All’Italia il record negativo di giovani che non lavorano e non studiano

15 Set 2016 12:43 - di Antonio Marras

I Neet parlano soprattutto italiano. Secondo il rapporto Ocse 2016 diffuso oggi, in Italia oltre un terzo dei giovani tra i 20 e i 24 anni di età non lavora e non studia (Neet). Tra il 2005 e il 2015 la percentuale dei giovani in questa condizione è aumentata in misura superiore rispetto agli altri paesi Ocse: +10 punti. Ciò è in parte dovuto alla crisi economica che ha avuto come conseguenza un calo del 12% del tasso di occupazione dei 20-24enni. Tuttavia, l’Ocse fa notare che altri Paesi, come Grecia e Spagna, hanno visto una diminuzione simile (o maggiore) del tasso di occupazione senza registrare un aumento così vistoso dei Neet. In questi Paesi molti giovani disoccupati sono stati reinseriti nell’istruzione (in Grecia la percentuale di 20-24enni iscritta a un corso di studi è aumentata del 14% e in Spagna del 12%, mentre in Italia è solo +5%). Il fatto che molti giovani senza lavoro non abbiano scelto di proseguire gli studi suggerisce che l’Università non viene ritenuta un’opzione attraente per entrare nel mercato del lavoro.

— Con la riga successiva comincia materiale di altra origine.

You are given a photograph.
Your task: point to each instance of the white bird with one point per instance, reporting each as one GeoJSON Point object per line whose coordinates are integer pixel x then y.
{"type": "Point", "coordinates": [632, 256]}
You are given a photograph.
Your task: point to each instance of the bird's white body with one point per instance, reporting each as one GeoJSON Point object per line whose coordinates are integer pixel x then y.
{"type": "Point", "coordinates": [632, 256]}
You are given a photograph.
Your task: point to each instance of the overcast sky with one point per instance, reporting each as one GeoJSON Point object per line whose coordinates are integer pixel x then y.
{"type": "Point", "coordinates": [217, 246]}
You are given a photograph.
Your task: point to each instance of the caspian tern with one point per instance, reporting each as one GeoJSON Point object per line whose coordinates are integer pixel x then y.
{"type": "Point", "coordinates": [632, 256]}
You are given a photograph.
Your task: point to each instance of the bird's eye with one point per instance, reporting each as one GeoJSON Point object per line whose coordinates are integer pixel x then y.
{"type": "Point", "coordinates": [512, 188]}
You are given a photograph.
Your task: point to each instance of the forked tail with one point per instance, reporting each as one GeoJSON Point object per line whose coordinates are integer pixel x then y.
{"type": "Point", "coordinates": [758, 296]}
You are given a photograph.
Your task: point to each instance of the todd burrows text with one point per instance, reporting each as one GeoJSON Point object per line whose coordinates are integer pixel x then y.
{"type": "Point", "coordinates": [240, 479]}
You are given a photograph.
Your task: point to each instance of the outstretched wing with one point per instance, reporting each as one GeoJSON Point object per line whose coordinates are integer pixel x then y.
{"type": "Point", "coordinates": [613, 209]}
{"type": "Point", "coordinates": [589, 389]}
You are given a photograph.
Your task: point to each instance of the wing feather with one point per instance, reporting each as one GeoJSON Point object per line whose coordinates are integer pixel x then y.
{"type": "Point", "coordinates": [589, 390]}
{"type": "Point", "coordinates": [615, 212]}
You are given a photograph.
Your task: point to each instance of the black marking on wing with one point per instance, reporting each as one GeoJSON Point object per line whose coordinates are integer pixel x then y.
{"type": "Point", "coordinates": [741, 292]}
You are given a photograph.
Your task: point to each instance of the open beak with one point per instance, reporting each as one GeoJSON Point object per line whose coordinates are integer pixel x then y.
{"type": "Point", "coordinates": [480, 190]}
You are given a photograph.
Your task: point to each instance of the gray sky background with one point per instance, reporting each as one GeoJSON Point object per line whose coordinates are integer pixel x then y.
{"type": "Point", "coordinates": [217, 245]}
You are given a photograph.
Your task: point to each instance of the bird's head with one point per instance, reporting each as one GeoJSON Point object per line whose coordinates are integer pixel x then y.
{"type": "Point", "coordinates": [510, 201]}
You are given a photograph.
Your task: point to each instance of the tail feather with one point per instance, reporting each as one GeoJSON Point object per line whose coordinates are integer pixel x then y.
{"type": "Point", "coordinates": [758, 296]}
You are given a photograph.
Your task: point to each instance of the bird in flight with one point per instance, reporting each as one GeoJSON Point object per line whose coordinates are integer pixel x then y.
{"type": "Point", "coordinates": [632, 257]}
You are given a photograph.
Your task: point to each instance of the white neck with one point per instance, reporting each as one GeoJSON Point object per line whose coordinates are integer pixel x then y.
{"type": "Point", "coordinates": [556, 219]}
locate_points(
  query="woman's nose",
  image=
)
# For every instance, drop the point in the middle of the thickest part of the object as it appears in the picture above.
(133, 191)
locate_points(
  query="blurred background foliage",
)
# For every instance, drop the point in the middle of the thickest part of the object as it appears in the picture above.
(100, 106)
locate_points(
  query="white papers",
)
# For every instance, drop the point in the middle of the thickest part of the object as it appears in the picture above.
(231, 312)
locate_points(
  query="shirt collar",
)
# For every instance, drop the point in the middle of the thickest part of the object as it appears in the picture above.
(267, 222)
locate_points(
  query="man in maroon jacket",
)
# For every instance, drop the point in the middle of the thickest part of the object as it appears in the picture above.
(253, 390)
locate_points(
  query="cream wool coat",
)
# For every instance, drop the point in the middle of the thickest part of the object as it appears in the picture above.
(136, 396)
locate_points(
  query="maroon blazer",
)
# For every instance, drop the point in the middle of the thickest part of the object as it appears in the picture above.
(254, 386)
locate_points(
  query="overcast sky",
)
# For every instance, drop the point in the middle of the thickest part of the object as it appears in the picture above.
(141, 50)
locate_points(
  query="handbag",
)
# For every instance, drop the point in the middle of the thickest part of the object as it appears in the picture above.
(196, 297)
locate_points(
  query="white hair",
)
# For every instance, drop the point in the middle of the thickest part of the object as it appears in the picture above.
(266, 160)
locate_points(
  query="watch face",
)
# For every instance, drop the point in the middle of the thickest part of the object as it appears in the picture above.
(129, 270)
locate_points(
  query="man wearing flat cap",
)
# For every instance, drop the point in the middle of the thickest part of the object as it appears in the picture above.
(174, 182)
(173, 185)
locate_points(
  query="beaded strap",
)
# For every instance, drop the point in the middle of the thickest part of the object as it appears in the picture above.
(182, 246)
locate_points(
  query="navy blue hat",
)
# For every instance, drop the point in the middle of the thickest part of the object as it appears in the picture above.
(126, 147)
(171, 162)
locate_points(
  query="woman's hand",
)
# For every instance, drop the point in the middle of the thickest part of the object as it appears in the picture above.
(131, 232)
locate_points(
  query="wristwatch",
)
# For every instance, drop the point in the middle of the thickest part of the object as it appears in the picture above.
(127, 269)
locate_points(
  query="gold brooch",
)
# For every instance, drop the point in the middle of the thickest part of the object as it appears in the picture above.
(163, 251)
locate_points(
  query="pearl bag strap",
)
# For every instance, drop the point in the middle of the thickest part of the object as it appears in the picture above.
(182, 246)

Giovani in difficoltà anche all’Università

In Italia circa l’80% dei giovani studenti iscritti all’università (corsi di laurea di primo e secondo livello) non riceve alcun aiuto finanziario o sostegno per le tasse d’iscrizione sotto forma di borse di studio o prestiti. Questo “ulteriore ostacolo” all’accesso all’istruzione terziaria emerge dall’ultimo rapporto Ocse “Education at a glance” diffuso oggi. Soltanto uno studente su cinque usufruisce di una borsa di studio, nonostante le tasse d’iscrizione ai corsi di laurea di primo livello nelle istituzioni pubbliche si collochino al nono livello più alto tra i Paesi con dati disponibili (i dati per l’Italia includono anche i corsi di laurea di secondo livello). E la percentuale di studenti che utilizzano i prestiti bancari garantiti dal settore pubblico, sebbene stia segnando un rapido aumento, è ancora inferiore all’1%.

Prof anziani e mal pagati

Il corpo insegnante italiano è il più anziano rispetto a quello di tutti i Paesi Ocse e registra una delle quote più basse di docenti di sesso maschile. Sei/sette prof su dieci sono ultracinquantenni (58% nella scuola primaria, 59% nelle Medie e 69% nelle Superiori) mentre otto su dieci sono di sesso femminile. Anche in questo caso la fonte è il rapporto Ocse “Education at a glance. Nel documento si da tuttavia atto al governo italiano di aver varato un piano di assunzioni che potrebbe “ringiovanire” il corpo insegnante del Paese. Lo squilibrio di genere è molto meno spiccato a livello dirigenziale. Sebbene, infatti, il 78% degli insegnanti della scuola secondaria di primo grado sia di sesso femminile, solo il 55% dei dirigenti scolastici è donna.